Ресницы слегка дрогнули, меж ними в самом деле словно блеснули алмазы – и тут же исчезли. Очнувшаяся увидела, что на нее смотрят, и зажмурилась.
Опустившись на колени, Луций склонился над ней.
– Я по ошибке прочитал письмо, лежавшее в вашем кармане…
Глаза распахнулись, в них пламенел ужас – но не хладный, как прежде, а обжигающий.
– О боже! – пролепетала Полина Афанасьевна и села.
– Зачем же вы никогда не поговорили со мной? – чувствительно спросил Катин. – Я ведь полагал, что неприятен и досаден вам…
Она не слышала, бормоча:
– Господи, стыд какой… Я на себя руки наложу! Всё одно жить больше незачем… Вы уезжаете… Навсегда!
Закрыла лицо ладонями.
– Как же я теперь уеду, если вы… такая? – вскричал Луций в чрезвычайном волнении. – Никуда я не поеду, прежде чем мы… Нам надобно поговорить, хорошо поговорить, обо всем! У меня сейчас голова кругом, я что-то вовсе запутался… Но, кажется, я знаю, чем остановить сие кружение, – вдруг закончил он, так же быстро успокоившись.

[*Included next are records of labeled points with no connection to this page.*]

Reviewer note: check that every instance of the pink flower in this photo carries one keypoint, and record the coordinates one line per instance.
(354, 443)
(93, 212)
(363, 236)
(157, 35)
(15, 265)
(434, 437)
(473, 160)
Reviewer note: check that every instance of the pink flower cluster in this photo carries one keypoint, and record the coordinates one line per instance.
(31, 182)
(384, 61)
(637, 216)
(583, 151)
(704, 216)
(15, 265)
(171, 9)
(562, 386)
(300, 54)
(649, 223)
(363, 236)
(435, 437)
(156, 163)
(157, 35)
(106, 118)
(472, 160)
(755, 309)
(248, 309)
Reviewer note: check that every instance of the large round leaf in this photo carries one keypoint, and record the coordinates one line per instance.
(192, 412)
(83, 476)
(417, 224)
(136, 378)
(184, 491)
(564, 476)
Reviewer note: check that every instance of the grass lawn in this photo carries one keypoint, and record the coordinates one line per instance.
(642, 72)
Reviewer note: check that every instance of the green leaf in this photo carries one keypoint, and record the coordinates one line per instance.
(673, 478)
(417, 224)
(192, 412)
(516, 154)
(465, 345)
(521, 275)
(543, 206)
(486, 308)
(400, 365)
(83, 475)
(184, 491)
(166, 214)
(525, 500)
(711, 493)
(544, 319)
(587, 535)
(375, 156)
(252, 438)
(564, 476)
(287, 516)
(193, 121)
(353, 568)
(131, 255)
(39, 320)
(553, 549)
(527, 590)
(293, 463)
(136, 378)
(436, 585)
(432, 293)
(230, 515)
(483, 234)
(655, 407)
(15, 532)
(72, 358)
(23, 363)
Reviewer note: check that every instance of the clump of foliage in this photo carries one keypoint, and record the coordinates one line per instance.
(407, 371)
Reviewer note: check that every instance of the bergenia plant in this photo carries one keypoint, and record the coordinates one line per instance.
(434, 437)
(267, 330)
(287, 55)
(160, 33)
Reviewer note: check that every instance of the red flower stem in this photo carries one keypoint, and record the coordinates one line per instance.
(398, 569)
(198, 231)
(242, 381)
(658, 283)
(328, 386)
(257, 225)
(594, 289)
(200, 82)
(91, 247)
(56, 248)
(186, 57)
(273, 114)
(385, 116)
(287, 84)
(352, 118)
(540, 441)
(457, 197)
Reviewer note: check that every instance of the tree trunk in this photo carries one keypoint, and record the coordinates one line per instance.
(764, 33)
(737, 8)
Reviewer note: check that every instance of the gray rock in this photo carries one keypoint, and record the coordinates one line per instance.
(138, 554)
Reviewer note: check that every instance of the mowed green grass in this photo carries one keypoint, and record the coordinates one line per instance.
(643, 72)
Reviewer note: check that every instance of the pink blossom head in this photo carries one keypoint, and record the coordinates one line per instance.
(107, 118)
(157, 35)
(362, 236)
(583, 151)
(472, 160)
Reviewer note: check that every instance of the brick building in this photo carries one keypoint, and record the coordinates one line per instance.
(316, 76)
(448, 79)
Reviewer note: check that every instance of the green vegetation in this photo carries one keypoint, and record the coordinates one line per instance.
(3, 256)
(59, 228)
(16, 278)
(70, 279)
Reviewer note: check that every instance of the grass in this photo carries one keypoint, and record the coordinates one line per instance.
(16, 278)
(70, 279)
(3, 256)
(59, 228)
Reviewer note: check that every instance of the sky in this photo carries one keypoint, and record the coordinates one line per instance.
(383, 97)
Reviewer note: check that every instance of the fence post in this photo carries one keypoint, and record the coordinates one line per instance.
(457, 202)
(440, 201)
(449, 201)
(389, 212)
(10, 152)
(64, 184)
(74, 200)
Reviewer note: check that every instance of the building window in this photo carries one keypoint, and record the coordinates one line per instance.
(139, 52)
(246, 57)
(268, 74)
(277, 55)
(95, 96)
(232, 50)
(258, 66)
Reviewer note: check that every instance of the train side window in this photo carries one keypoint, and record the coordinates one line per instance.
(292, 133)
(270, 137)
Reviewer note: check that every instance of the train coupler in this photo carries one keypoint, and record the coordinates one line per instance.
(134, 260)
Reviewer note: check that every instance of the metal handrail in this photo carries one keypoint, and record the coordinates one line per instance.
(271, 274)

Нужна Архимедова точка, на которую можно опереться. Твердая почва под ногами. Нечто простое и ясное. Тогда всё в мире встанет на свое место и можно будет снова делать простые и ясные вещи. Например, как следует познакомиться с этой удивительной, ни на кого не похожей девушкой.
– Передайте батюшке, что я на несколькое время отлучусь. – Катин поднялся на ноги и протянул руку Полине. – Мне нужно наведаться в свою деревню. Потом я вернусь, мы с вами сядем рядом, и будем долго-долго беседовать.
– Вы вернетесь… Вы вернетесь! – Это, кажется, единственное, что она расслышала и поняла. Лицо Полины Афанасьевны, только что совсем бледное, прямо на глазах закраснелось.
– Даю вам в том честное слово, – пообещал Луций, помогая ей встать. Задержал узкую руку в своей, почтительно поцеловал пальцы. Они задрожали, дрожь эта передалась Катину, и он долго потом не мог ее унять. Уже скакал прочь по вечерней улице, а всё ежился.